Abgesehen von diesem scheinbaren Unverständnis des genutzten Finanzprodukts kommt auch die Reaktion auf den Hinweis zur Verfolgung innerhalb des Vereinigten Königreichs dazu: die Bank hat den Standort dort und deshalb muss auch die Verfolgung einer Straftat dort beginnen. Auch sind mit dem Empfängerkonto, auf welches die Gelder geflossen sind, auch genug Anhaltspunkte zum Betrug auffindbar. Warum der Betroffene nun also lieber zur Presse geht, anstatt eine Rückgabe der Kreditkarten-Zahlung bei der UBS zu beantragen und Anzeige in UK zu erstatten ist sehr verwunderlich.
Schweizer Phishing-Welle vor einigen Wochen
Vor einigen Wochen gab es bereits eine Welle an SMS die scheinbar von Revolut verschickt wurden. Bei einer SMS aber einen beliebigen Absender anzugeben ist nicht sonderlich schwer, weshalb man davon ausgeben kann die Nachrichten würden von einem Betrüger stammen.

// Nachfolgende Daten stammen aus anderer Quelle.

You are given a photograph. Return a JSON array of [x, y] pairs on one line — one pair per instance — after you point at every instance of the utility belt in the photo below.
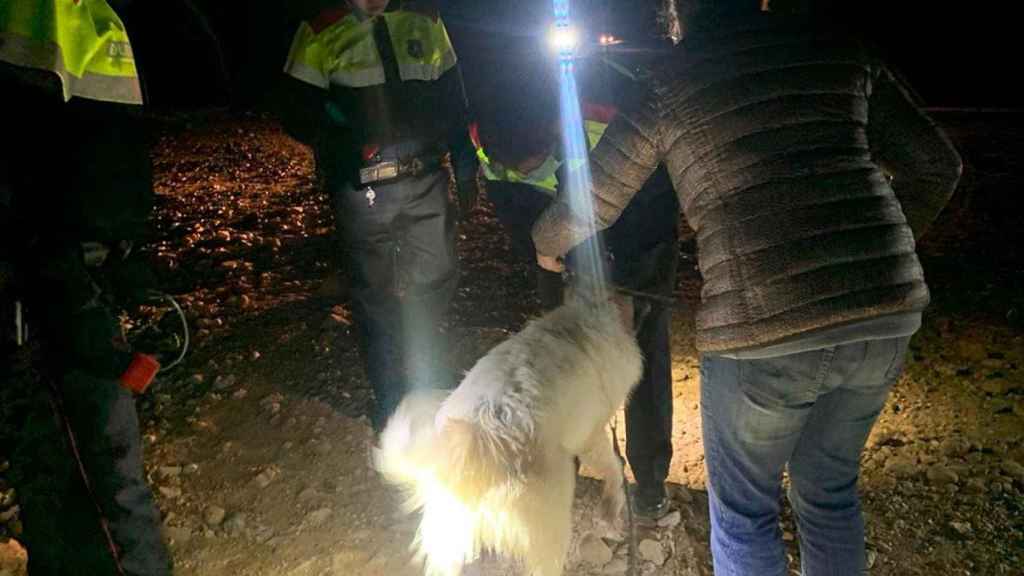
[[378, 170]]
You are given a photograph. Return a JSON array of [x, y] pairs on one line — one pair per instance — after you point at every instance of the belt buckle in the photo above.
[[378, 172]]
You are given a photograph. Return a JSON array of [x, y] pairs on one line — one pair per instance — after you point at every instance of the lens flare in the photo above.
[[576, 190]]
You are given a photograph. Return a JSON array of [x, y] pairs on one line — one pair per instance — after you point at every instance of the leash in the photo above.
[[671, 301], [632, 569]]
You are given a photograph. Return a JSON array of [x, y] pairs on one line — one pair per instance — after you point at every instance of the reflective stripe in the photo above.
[[345, 52], [22, 51], [421, 45], [595, 130], [84, 42]]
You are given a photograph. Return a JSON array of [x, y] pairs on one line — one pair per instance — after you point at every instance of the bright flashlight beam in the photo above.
[[563, 39], [577, 192]]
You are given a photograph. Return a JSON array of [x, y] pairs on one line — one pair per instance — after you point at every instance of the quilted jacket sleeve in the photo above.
[[627, 155], [908, 146]]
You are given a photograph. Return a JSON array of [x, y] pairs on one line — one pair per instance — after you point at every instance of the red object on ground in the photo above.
[[140, 373]]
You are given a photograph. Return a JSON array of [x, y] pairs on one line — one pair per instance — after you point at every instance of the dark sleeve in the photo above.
[[464, 161], [908, 146]]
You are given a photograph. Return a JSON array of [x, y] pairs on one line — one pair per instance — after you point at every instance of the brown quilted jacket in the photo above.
[[779, 142]]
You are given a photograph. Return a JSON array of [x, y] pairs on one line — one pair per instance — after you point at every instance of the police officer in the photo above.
[[381, 99], [78, 187], [524, 171]]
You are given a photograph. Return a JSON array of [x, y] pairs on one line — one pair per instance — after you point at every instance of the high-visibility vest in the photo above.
[[339, 47], [596, 120], [82, 41]]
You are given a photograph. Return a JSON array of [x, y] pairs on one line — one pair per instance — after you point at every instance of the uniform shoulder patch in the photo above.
[[423, 7], [329, 16]]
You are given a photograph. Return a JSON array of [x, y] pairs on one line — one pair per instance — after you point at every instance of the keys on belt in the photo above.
[[393, 169]]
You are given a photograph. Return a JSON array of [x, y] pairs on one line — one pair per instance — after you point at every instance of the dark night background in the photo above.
[[264, 420], [954, 53]]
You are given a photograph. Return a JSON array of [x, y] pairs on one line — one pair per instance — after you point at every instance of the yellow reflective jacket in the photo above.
[[82, 41], [339, 48]]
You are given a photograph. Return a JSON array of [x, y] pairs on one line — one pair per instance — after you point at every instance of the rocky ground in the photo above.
[[257, 445]]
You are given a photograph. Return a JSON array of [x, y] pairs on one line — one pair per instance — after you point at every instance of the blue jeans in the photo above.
[[812, 411]]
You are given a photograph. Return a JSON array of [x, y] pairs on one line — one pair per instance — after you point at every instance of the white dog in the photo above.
[[492, 465]]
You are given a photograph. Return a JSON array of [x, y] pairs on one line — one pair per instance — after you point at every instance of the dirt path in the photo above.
[[258, 444]]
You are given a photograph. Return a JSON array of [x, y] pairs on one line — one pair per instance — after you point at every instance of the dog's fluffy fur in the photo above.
[[491, 466]]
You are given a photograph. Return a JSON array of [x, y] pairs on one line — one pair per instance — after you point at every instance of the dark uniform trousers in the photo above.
[[80, 172], [644, 250], [400, 248]]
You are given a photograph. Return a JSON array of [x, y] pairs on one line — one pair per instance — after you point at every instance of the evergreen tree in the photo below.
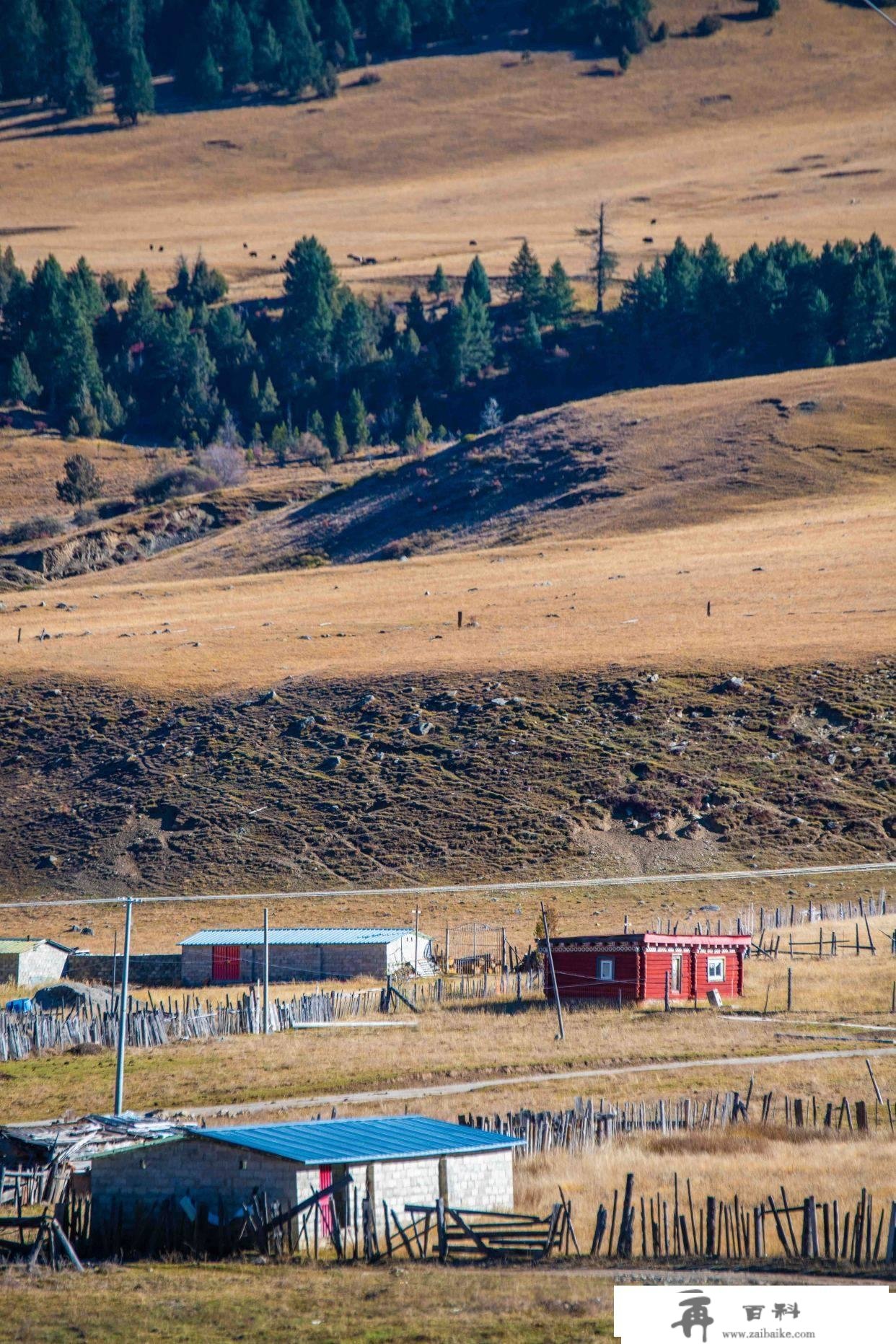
[[23, 50], [207, 81], [477, 283], [311, 288], [269, 403], [531, 339], [82, 285], [356, 426], [237, 48], [300, 59], [389, 26], [417, 428], [416, 315], [135, 96], [73, 84], [559, 297], [336, 440], [866, 316], [437, 283], [268, 58], [23, 386], [526, 283], [339, 32], [81, 481]]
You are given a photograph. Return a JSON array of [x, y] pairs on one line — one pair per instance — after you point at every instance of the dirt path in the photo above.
[[364, 1099]]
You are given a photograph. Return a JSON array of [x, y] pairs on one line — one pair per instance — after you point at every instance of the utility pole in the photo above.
[[554, 979], [266, 1029], [123, 1012]]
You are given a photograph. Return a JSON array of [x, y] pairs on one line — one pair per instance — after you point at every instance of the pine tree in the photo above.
[[300, 61], [389, 26], [559, 297], [437, 283], [477, 281], [356, 426], [23, 386], [417, 428], [208, 82], [135, 95], [416, 315], [268, 58], [23, 62], [531, 339], [866, 316], [81, 481], [73, 84], [269, 403], [336, 440], [339, 32], [311, 288], [237, 48], [526, 283]]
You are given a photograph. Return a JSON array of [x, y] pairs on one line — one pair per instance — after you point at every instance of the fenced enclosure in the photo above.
[[587, 1125]]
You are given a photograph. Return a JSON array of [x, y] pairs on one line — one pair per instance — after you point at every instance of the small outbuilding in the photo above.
[[29, 961], [398, 1159], [237, 956], [634, 965]]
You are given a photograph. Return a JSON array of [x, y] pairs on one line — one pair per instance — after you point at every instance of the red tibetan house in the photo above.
[[634, 965]]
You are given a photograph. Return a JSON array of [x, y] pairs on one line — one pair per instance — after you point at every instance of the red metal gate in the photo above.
[[224, 962], [325, 1177]]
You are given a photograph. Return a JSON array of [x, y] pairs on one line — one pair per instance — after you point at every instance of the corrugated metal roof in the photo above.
[[379, 1138], [293, 937], [12, 945]]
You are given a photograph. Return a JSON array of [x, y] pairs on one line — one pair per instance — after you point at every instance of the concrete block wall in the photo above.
[[151, 970], [196, 1167], [336, 961], [481, 1180]]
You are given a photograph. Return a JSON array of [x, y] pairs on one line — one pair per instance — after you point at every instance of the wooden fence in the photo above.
[[155, 1024], [587, 1125]]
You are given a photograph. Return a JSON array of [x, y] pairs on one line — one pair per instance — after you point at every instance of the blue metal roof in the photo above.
[[322, 1143], [293, 937]]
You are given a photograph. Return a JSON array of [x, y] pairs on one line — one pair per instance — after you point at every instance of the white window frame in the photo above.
[[711, 962]]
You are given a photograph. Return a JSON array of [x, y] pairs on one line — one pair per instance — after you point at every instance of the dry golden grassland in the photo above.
[[763, 129], [402, 618], [838, 1006], [190, 1304]]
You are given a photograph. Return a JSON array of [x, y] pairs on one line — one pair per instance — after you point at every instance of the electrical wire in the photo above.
[[465, 889]]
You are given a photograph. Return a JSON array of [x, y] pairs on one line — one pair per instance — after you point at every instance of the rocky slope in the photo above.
[[309, 785]]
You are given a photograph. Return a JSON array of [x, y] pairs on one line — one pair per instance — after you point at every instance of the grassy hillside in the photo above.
[[395, 780], [762, 129]]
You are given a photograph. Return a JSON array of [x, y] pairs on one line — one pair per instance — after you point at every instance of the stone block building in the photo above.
[[399, 1159], [31, 961], [235, 956]]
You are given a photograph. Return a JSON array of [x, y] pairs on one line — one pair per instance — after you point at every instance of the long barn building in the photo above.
[[634, 965]]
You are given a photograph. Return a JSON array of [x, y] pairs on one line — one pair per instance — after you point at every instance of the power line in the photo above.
[[467, 889], [891, 22]]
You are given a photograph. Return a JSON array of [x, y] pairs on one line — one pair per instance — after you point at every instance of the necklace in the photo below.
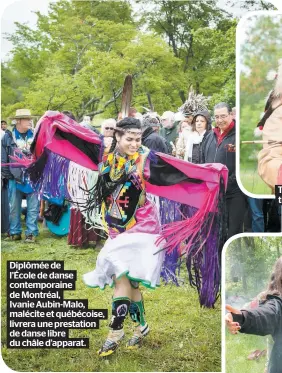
[[118, 165]]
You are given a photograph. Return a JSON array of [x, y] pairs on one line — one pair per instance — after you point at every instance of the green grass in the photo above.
[[253, 183], [184, 337], [237, 349]]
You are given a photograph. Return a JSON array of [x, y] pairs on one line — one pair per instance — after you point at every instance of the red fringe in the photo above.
[[187, 230]]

Die SMS enthalten einen Link der scheinbar zur Revolut-Website und einer Login-Seite führt. Doch Revolut bietet keine Möglichkeit sich über eine Website an seinem Privatkonto anzumelden. Wer hier seine Daten angibt wurde auf die reale Startseite von Revolut bzw. in die App weitergeleitet – so könnten die Betrüger Teile der Zugangsdaten des Betroffenen erhalten haben. Auch hier muss nicht direkt wieder von einem Fehlverhalten Revoluts ausgegangen werden, da Revolut Nachrichten nur per Chat verschickt und die SMS Funktion ausschliesslich für die Übermittlung der TAN nutzt.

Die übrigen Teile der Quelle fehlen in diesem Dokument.